Maritime law has many unique characteristics that differentiate it from state and federal law. One of these characteristics is the application of presumptions of fault, causation, and the condition of property, which shifts the burden of proof from one party to the other. These presumptions can be a powerful tool for a knowledgeable litigant, and a pitfall for the unwary.

Collisions & Allisions

There are three key presumptions in collision law.

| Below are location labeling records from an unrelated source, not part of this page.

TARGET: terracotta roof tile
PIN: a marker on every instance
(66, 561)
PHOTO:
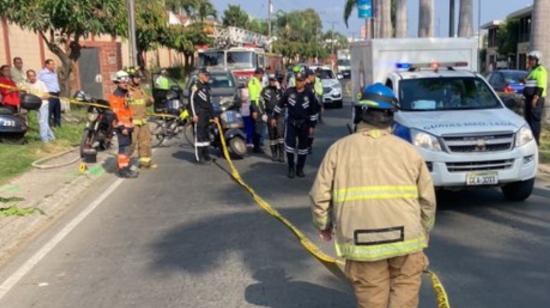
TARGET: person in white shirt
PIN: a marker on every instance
(38, 88)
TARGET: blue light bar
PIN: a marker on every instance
(405, 66)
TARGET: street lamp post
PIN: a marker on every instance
(132, 46)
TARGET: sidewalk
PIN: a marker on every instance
(50, 191)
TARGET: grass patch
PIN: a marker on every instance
(17, 159)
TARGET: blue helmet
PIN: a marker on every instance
(377, 96)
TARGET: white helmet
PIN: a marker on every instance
(535, 54)
(121, 76)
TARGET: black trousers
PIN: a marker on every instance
(297, 142)
(259, 126)
(55, 109)
(202, 138)
(533, 116)
(276, 134)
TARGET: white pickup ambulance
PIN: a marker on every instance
(450, 113)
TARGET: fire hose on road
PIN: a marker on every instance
(332, 264)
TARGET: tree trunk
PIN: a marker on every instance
(401, 19)
(540, 39)
(386, 29)
(425, 19)
(68, 56)
(466, 18)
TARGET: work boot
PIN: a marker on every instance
(281, 153)
(128, 173)
(291, 172)
(274, 153)
(300, 166)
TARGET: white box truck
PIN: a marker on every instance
(450, 113)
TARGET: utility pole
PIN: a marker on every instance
(269, 4)
(132, 46)
(451, 18)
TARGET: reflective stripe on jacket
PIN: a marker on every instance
(254, 90)
(318, 87)
(540, 75)
(138, 101)
(377, 194)
(122, 111)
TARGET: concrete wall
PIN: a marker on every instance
(16, 42)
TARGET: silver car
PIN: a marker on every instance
(332, 88)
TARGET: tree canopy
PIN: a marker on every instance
(235, 16)
(63, 23)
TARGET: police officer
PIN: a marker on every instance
(375, 193)
(123, 124)
(202, 112)
(271, 95)
(313, 84)
(257, 110)
(292, 79)
(535, 92)
(141, 136)
(161, 86)
(300, 123)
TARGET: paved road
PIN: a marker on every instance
(187, 236)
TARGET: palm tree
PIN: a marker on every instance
(466, 18)
(401, 18)
(540, 38)
(425, 19)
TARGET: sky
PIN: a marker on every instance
(331, 12)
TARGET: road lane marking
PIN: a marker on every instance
(14, 278)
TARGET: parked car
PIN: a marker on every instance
(509, 86)
(223, 85)
(332, 88)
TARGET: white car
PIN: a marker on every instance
(332, 88)
(464, 132)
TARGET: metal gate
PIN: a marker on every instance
(90, 73)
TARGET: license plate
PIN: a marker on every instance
(481, 178)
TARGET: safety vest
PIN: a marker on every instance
(318, 87)
(254, 90)
(138, 101)
(540, 75)
(120, 108)
(375, 190)
(162, 83)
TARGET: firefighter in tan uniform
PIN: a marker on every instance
(141, 137)
(375, 194)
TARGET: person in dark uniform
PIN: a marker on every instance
(202, 112)
(302, 117)
(270, 97)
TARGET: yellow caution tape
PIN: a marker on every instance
(78, 102)
(333, 265)
(83, 167)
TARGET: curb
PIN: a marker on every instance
(18, 231)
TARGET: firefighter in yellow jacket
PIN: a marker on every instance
(375, 194)
(139, 101)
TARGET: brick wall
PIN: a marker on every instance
(110, 61)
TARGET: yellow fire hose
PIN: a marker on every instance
(333, 265)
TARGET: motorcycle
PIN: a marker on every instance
(13, 126)
(164, 128)
(98, 133)
(232, 124)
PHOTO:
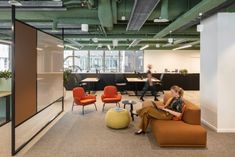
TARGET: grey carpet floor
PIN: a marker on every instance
(87, 136)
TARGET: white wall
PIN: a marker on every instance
(208, 75)
(181, 59)
(218, 72)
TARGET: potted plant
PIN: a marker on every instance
(183, 72)
(5, 80)
(67, 75)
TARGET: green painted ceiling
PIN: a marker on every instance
(104, 18)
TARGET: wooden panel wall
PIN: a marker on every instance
(25, 72)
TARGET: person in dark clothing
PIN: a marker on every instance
(149, 85)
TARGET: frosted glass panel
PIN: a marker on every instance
(49, 70)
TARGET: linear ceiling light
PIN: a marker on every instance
(134, 42)
(144, 47)
(182, 47)
(60, 46)
(108, 46)
(72, 47)
(14, 2)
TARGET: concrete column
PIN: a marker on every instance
(217, 79)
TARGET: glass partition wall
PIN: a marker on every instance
(83, 61)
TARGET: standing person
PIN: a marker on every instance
(149, 85)
(172, 108)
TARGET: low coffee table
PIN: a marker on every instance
(131, 103)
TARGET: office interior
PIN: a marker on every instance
(73, 73)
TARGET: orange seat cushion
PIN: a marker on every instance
(111, 100)
(87, 101)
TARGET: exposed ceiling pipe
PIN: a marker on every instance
(79, 3)
(174, 43)
(142, 9)
(164, 11)
(188, 45)
(114, 11)
(74, 22)
(32, 4)
(105, 13)
(203, 7)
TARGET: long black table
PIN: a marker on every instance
(190, 81)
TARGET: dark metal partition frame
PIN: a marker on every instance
(15, 150)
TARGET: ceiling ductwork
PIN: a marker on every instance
(32, 4)
(105, 13)
(192, 15)
(142, 9)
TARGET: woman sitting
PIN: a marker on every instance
(172, 108)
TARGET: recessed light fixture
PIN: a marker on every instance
(199, 28)
(100, 45)
(72, 47)
(84, 27)
(54, 31)
(14, 2)
(108, 46)
(95, 40)
(115, 42)
(160, 20)
(61, 46)
(123, 18)
(144, 47)
(157, 45)
(182, 47)
(39, 49)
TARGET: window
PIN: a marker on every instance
(111, 61)
(96, 61)
(4, 57)
(139, 61)
(68, 59)
(127, 61)
(80, 61)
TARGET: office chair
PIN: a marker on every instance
(160, 84)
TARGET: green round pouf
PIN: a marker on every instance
(117, 118)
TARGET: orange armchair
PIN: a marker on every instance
(111, 96)
(80, 98)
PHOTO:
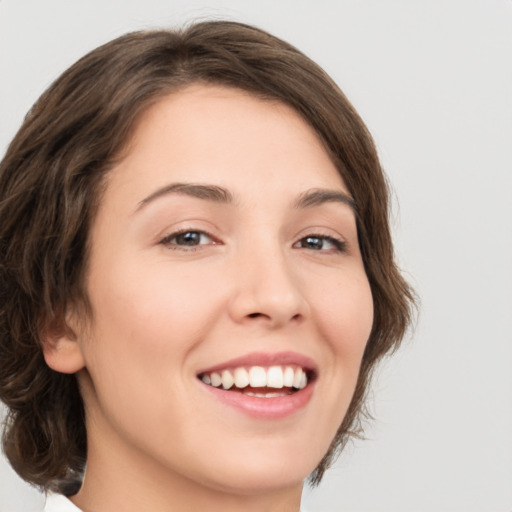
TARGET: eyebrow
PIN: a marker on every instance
(214, 193)
(319, 196)
(207, 192)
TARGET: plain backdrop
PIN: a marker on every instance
(433, 81)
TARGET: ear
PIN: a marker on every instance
(61, 349)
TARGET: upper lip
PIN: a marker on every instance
(265, 359)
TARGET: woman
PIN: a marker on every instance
(197, 275)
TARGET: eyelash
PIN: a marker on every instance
(339, 245)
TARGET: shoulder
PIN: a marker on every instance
(59, 503)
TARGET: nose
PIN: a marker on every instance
(267, 290)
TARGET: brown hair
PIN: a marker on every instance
(50, 184)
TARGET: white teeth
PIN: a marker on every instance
(275, 377)
(241, 378)
(297, 378)
(288, 377)
(257, 377)
(227, 379)
(216, 379)
(303, 381)
(264, 395)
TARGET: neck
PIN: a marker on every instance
(118, 480)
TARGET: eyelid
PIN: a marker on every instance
(166, 240)
(339, 242)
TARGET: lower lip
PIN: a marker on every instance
(265, 408)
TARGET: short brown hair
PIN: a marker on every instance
(50, 185)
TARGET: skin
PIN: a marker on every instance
(162, 311)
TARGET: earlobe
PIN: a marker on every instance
(62, 350)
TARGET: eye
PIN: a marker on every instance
(321, 243)
(187, 238)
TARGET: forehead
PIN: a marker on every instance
(226, 136)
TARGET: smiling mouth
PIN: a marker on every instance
(259, 381)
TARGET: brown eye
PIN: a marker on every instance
(187, 239)
(321, 243)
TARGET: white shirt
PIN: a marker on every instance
(59, 503)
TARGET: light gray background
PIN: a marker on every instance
(433, 81)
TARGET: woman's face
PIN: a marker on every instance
(225, 247)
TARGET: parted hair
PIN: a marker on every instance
(51, 181)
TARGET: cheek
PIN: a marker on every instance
(153, 313)
(346, 321)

  • The Louisiana Rule and Oregon Rule are relatively similar and can be likened to res ispa loquitur because they create a rebuttable presumption of negligence or fault for the casualty.
    • Louisiana Rule is when an unmoored, drifting vessel allides with an anchored vessel or a navigational structure, the moving vessel is presumptively at fault. The Louisiana, 70 U.S. 164 (1866).
    • Oregon Rule is when a vessel under its own power allides with an anchored vessel or a navigational structure. The moving vessel carries the burden of proving the absence of fault. The Oregon, 158 U.S. 186 (1895).
  • The Pennsylvania Rule applies when a ship, at the time of a collision, is in actual violation of a statutory rule, intended to prevent collisions. The Rule does not establish fault but is a reasonable presumption that the fault was the sole or a contributory cause of the disaster. For the rule to be applied, there must be proof that there was a violation of a statute, the statute must involve marine safety or navigation, and the injury must be of the nature that the statute intended to prevent. The Pennsylvania, 86 U.S. 125 (1874). To overcome this presumption, the violating vessel must not only prove that the violation of a statute did not cause the collision or allision but also, that the violation could not have contributed to the incident at all. The Pennsylvania Rule can also be applied outside the context of collision cases, for instance in a Jones Act personal injury case. The Fifth Circuit has gone so far as to hold that the Rule applies to any "statutory violator who is party to a maritime accident." Pennzoil Producing Co. v. Offshore Express, Inc., 943 F.2d 1465, 1472 (5th Cir. 1991) (citation omitted); see also U.S. v. Nassau Marine Corp., 778 F.2d 1111, 1116 (5th Cir. 1985) ("The [Pennsylvania] Rule does not apply only to collisions.").

Cargo Loss & Damage

In cargo loss or damage cases, the cargo claimant must establish that the cargo was received by the carrier in good condition (also known as "good order") and then delivered by the carrier to the consignee in bad condition (also known as "bad order"). A prima facie case that the cargo was damaged while in the carrier's possession and control is therefore established. Most ocean cargo disputes in the United States are governed by the U.S. Carriage of Goods by Sea Act ("COGSA"), and under COGSA, there are two key presumptions, both of which are rebuttable.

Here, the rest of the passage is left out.